Beyond Earnings is targeted at investors, financial professionals, and students who want to improve their ability to analyze financial statements, forecast cash flows, and ultimately value a company. The authors demonstrate that reported earnings are easily gamed by accounting shenanigans and reveal how commonly used profitability measures such as return on equity can be misleading.
Because earnings and P/E ratios are too unreliable for valuation, this book takes you beyond earnings and shows you how to apply the HOLT CFROI and Economic Profit framework in a step-by-step manner. A better measure of profitability results in improved capital allocation decisions and fundamental valuations.
This ground-breaking book offers the first practical in-depth discussion of how profitability and growth fade, and shows how to put this information to work right away. The authors introduce their trailblazing Fundamental Pricing Model which includes fade as an adjustable value driver and can be used to value the impact of business model disruption.
As the authors explain, the key to superior stock picking is understanding the expectations embedded in a stock's price and having a clear view of whether the company can beat those expectations. The HOLT framework has been rigorously field tested for over 40 years by global investment professionals to help them make better stock picks and by corporate managers to understand the expectations embedded in their stock price.
Beyond Earnings is an indispensable guide for investors who want to improve their odds of outperforming the competition.
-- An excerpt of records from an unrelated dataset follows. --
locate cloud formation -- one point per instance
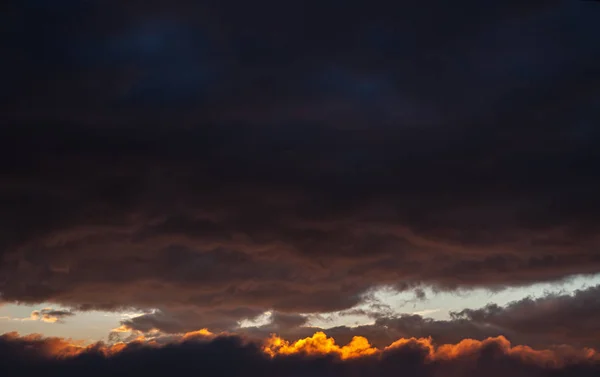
(549, 321)
(47, 315)
(318, 355)
(215, 161)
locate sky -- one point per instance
(324, 188)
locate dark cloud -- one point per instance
(51, 315)
(231, 356)
(556, 318)
(548, 321)
(202, 158)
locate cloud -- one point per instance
(216, 170)
(317, 355)
(47, 315)
(548, 321)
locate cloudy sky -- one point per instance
(329, 188)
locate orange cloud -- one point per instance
(321, 344)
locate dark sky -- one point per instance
(218, 159)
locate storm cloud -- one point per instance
(233, 356)
(215, 161)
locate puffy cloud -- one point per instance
(47, 315)
(316, 355)
(219, 161)
(548, 321)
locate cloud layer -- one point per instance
(318, 355)
(215, 161)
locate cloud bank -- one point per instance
(214, 161)
(212, 355)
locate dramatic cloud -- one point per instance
(216, 160)
(316, 356)
(549, 321)
(47, 315)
I have been an avid HOLTTM-user since 2000 when I was first introduced to the company during a valuation seminar. So this review comes with the appropriate disclaimer of a happy customer. To me, HOLT has been like the sensible, objective and accomplished value investor that acts as a speaking partner and also brings consistency to an investment process. The HOLT application is about comparability between regions, sectors and companies over time, making it useful both for valuation work and screening but also as a preparation tool for company meetings as it boils down the capital allocation prowess (or the opposite...) of a company over time.
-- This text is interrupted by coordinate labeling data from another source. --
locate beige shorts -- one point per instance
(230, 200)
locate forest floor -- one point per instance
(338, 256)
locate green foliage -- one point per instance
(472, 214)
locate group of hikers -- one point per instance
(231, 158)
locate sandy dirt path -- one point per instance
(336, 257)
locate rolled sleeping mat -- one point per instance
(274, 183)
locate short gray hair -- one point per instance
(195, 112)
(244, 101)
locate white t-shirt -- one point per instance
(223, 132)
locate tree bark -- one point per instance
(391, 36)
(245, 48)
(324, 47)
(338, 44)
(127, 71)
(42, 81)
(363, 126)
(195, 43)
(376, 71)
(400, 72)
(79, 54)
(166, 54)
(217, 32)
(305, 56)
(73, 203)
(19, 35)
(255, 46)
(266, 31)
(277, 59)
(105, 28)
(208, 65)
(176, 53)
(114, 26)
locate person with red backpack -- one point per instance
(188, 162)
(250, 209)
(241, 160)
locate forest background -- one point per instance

The authors, David Holland and Tom Larsen both have extensive experience within HOLT. Mr Holland remains a managing director of Credit Suisse – which bought HOLT in 2002 – whereas Mr Larsen has since moved on. Originally this book was part of a larger effort by Jan Viebig et al, whose Equity Valuation: Models From Leading Investment Banks was published in 2008. And the authors do accomplish the difficult task of guiding the reader through what HOLT is, the differences between the HOLT-profitability metric CFROI and its subsequent cousin EVATM (Stern Stewart, 1991) and last but not least – a step-by-step example of the methodology by using Vodafone as a “guinea-pig”. As a staunch believer of the theory that a company’s decision to fund revenue-gathering via its own balance-sheet (i.e. Tesco owning its stores) or on somebody else’s (i.e. H&M leasing its stores) should not in any way impact a company ́s true cash flow returns, I find the part about correcting accounting measures into a true gross investment base especially rewarding and providing immense value to users. Behind the convenient summary- charts of real cash flow based returns lies a painstaking effort not performed by other market participants. The answer to the question “Why does HOLT perform so many adjustments to numbers” should actually be turned on its head. The first questions to companies ought to be “why do you adjust your numbers so much”?
What is perhaps easily forgotten is that HOLT has been in use for over 40 years, first launched by Bob Hendricks and Bart Madden. The vision then – which remains valid to this day – was to provide users with reality instead of abused accounting metrics, while at the same time giving the added benefit to use this for forward valuation purposes. Looking at a massaged non-GAAP earnings number gives you both a distorted view of a company’s performance and a next-to useless foundation for valuation work. So from the very start, HOLT was developed through a practical, evidence-based lens. Not the other way around, more commonly used in finance, having theory pulls the carriage. To drill it down to its core: it was designed to arrive at a cash-flow number that mirrored reality, before companies even produced a cash flow statement and Warren Buffett spoke of “owner earnings”.
Today “cash flow generation” has become quite the vogue, but “even as people talk about cash flow...they only give it lip service. Our industry is obsessed with earnings and that’s fine...because people aren’t paying attention to measures that gives us an informational advantage”. This honestly is a fortunate thing, in that HOLT shares the same fate as index funds: it wouldn’t work as well as it does if everybody used it. Because that’s the irrefutable fact; following HOLT’s valuation model actually helps you in the performance derby, confirmed in numerous studies (see this month’s Enhancing the Investment Process paper by Axioma for example).
The book only runs to a total of 83 pages, but it is a dense, detail-packed 83 pages indeed. Given the plentiful figures, tables and footnotes, Beyond Earnings is not your Sunday-afternoon easy-read. A suggestion would be to spend a few days reading it, then returning frequently and as needed to the book for reference. My scribbles and dog-eared pages tell such a story. But prepare to be involved!